Sunday, 5 June 2011

Shock rise in sleeping pills on the black market

A HEROIN shortage, the rise of the internet and a willingness by GPs to hand out prescriptions have led to a shocking rise in the availability of highly addictive sleeping pills on the black market, the chief executive of a Welsh drugs charity said yesterday.
Latest Home Office figures show the number of doses of the controversial drug benzodiazepines – nicknamed “benzos” – seized by a Welsh police force has risen from just 14,300 to 115,200 in just one year.
And Martin Blakebrough from the Newport and Powys-based charity Kaleidoscope said parts of Wales were now so flooded with the tablet, which is supposedly only available from GPs, that the problem is “out of control”.
Government data shows South Wales Police seized 24% of all benzodiazepine seizures in all of England and Wales.
Rev Martin Blakebrough said: “Benzos are now a major problem and a real cause for concern and this is predominantly down to a shortage of heroin.
“The shortage of heroin has meant users have moved to pharmaceutical-based drugs which in turn has led to dealers seeing a gap in the market which they can exploit and make money out of.
“Diazepines, such as valium, are a serious problem because they are cheap, freely available – especially on the internet – and people feel they know what they’re taking.”
The class of narcotics gained notoriety in the ’60s as the drug of choice of stressed housewives and even inspired the Rolling Stones single named after their popular nickname “mother’s little helper”.
Addicts to benzos are frequently said to suffer from anxiety, panic attacks, depression, insomnia, nightmares, hallucinations and psychosis.
The substance was what Abraham Biggs, 19, from Broward County, Florida, had taken when he took a fatal overdose and committed suicide live on the internet, in 2008.
Yet Rev Blakebrough said it was not just thrill seekers that were vulnerable to the dangers of benzos and added that people who started off using the drug legitimately were also at risk of becoming hooked.

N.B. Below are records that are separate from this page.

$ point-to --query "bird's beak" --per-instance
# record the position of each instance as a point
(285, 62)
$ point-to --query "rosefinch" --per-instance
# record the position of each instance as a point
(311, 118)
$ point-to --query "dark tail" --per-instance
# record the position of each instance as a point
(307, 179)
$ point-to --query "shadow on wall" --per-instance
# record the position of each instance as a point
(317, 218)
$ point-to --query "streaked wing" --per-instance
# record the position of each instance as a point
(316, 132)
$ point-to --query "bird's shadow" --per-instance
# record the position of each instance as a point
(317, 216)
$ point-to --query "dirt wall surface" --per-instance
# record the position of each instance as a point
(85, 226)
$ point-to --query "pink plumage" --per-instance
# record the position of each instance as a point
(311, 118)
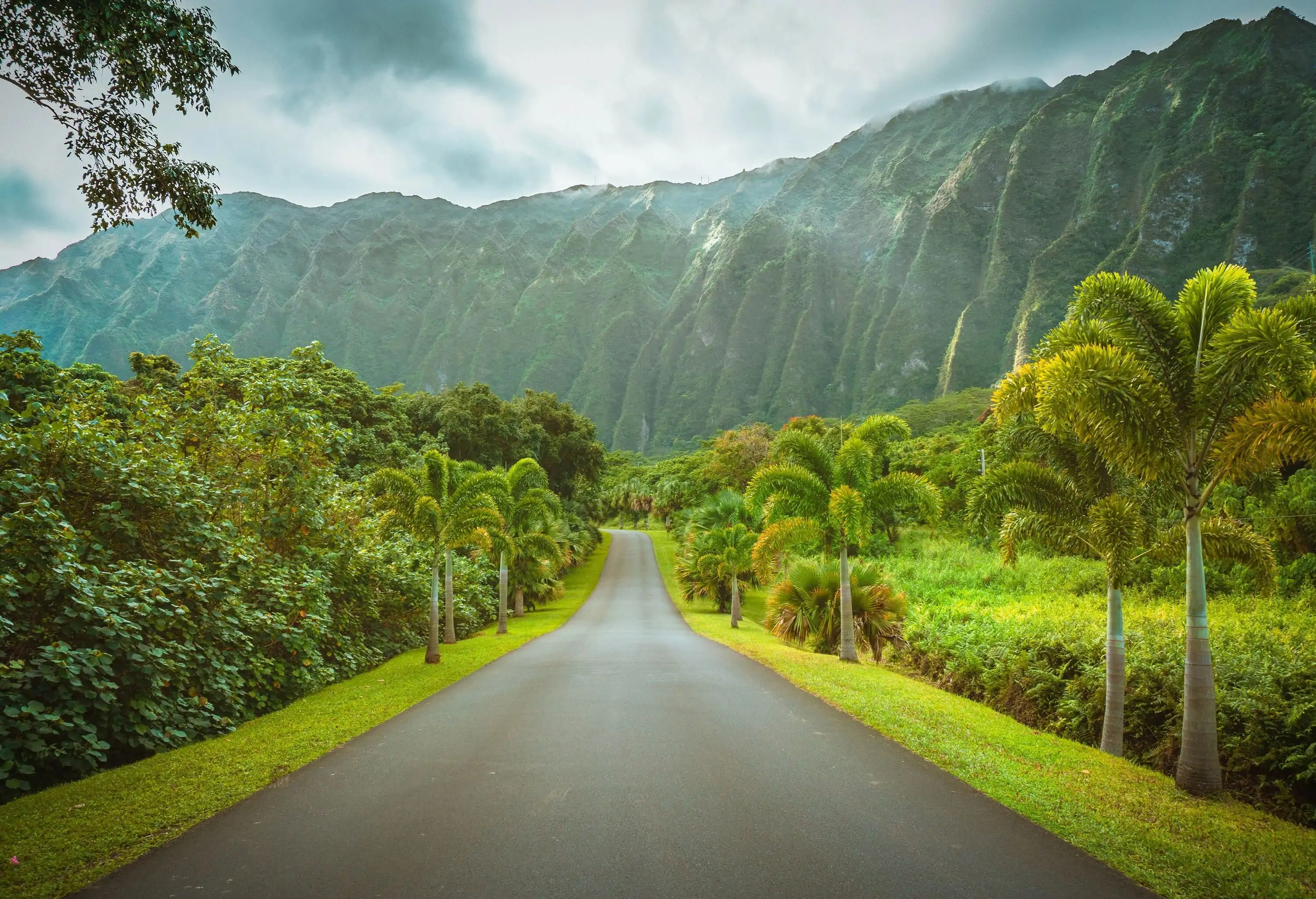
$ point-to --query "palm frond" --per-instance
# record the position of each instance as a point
(1256, 353)
(1223, 539)
(1110, 399)
(878, 431)
(1016, 395)
(1076, 332)
(791, 489)
(1270, 433)
(1141, 321)
(851, 513)
(1210, 299)
(1055, 532)
(853, 465)
(905, 493)
(1116, 528)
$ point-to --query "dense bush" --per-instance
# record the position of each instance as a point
(1031, 643)
(186, 552)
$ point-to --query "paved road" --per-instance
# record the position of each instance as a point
(620, 756)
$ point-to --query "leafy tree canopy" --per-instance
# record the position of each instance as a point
(94, 65)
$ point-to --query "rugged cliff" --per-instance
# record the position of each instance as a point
(914, 257)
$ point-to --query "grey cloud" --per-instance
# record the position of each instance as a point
(21, 204)
(412, 40)
(1020, 39)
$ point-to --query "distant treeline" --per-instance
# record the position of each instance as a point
(183, 552)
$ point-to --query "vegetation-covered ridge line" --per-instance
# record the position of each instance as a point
(902, 262)
(72, 835)
(1128, 817)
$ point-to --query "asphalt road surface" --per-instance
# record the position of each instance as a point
(619, 756)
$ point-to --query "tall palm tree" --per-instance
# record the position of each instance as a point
(445, 506)
(805, 606)
(812, 496)
(1153, 386)
(531, 547)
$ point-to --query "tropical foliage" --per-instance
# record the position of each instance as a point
(805, 607)
(183, 552)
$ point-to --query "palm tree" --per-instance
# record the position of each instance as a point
(805, 606)
(811, 496)
(1047, 506)
(1153, 386)
(445, 506)
(531, 548)
(723, 510)
(712, 564)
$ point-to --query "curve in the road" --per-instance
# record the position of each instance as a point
(619, 756)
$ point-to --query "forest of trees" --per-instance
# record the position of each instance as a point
(185, 552)
(1165, 440)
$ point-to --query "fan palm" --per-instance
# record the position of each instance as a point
(445, 506)
(1153, 386)
(811, 496)
(712, 565)
(805, 606)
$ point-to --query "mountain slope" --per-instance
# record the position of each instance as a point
(922, 256)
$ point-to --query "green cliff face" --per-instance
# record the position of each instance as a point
(908, 260)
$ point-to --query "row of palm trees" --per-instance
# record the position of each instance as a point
(449, 506)
(828, 493)
(1134, 399)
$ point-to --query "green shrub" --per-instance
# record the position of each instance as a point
(1031, 643)
(181, 555)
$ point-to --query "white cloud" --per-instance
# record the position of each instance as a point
(502, 98)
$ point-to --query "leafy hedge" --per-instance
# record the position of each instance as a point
(182, 553)
(1031, 643)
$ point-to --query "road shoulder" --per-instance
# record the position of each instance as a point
(1128, 817)
(72, 835)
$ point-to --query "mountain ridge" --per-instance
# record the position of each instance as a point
(907, 260)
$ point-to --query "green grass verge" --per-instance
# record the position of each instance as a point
(1128, 817)
(72, 835)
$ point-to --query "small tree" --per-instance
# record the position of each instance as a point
(805, 607)
(712, 564)
(811, 494)
(445, 506)
(93, 65)
(529, 551)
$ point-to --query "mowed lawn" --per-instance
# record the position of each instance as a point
(1128, 817)
(72, 835)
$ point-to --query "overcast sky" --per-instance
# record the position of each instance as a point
(479, 100)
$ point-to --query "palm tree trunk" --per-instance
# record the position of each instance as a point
(502, 593)
(1112, 726)
(848, 653)
(449, 631)
(432, 655)
(1199, 753)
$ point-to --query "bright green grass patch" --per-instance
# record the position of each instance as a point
(1128, 817)
(72, 835)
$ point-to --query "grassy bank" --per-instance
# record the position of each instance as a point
(75, 834)
(1128, 817)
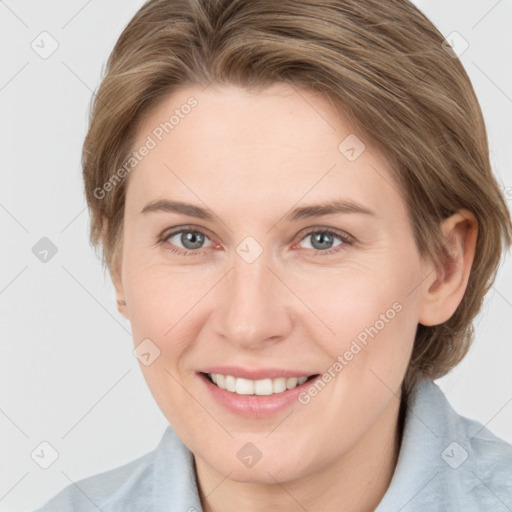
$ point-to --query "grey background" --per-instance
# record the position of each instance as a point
(67, 373)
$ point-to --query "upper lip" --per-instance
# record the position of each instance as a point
(256, 374)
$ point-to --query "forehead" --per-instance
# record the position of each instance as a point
(277, 144)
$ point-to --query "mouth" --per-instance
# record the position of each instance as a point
(261, 387)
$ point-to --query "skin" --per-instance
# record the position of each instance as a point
(250, 158)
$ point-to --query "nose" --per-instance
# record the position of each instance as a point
(253, 306)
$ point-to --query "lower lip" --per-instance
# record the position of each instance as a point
(254, 406)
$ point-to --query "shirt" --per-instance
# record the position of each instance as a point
(446, 463)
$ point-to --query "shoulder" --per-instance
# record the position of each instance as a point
(447, 462)
(145, 483)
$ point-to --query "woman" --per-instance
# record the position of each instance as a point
(297, 208)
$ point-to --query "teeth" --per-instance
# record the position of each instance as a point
(261, 387)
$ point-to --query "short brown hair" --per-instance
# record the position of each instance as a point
(383, 64)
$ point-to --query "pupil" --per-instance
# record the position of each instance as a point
(195, 239)
(322, 238)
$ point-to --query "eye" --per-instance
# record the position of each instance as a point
(322, 241)
(191, 240)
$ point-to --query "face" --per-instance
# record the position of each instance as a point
(265, 243)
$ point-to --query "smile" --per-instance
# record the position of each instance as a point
(262, 387)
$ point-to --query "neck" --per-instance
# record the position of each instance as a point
(354, 482)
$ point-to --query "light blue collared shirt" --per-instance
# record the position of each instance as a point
(447, 463)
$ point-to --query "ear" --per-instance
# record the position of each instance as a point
(443, 289)
(117, 281)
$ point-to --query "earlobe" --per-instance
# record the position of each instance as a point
(443, 290)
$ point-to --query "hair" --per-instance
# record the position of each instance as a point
(383, 64)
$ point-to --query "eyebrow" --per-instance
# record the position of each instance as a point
(302, 212)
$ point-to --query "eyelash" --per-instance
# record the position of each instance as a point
(346, 240)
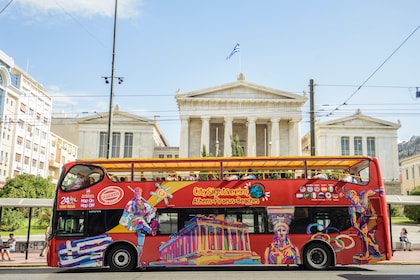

“The problem is wider than the heroin shortage. It’s not just addicts or people who use the drug as part of a cocktail for recreational purposes but it’s the anxious or depressed person who goes to their GP for help.
“I am always of the view that prescribing drugs should be a last resort. For instance, a mother may be prescribed benzodiazepine for anxiety because she’s struggling with her young children but rather than give her drugs why not prescribe her childcare first?
“This is why GPs need to be more aware of the diazepines when it comes to prescribing them and the dangers of them entering the black market because they can easily become part of the cycle.”
Dr David Bailey, chairman of the Welsh GP committee, said GPs across Wales are conscious of the consequences of prescribing benzodiazepines.
He said: “Certainly there is a wide spread perception that benzodiazepines have been prescribed too freely but an awful lot has been done during the past 10 years or so and every GP is well aware of its dangers.
“It would be stupid to think that some of these don’t come from prescriptions but these things are freely available on the internet and you can even buy them wholesale.
“GPs face a dilemma when someone comes in for a prescription because they can’t assume people are lying through their teeth, they have to trust them but inevitably some are then sold on.
“There’s a big awareness of the problem, particularly in South Wales, where in less affluent areas people tend to buy these types of drugs because they are cheaper and easier to get hold of than heroin.”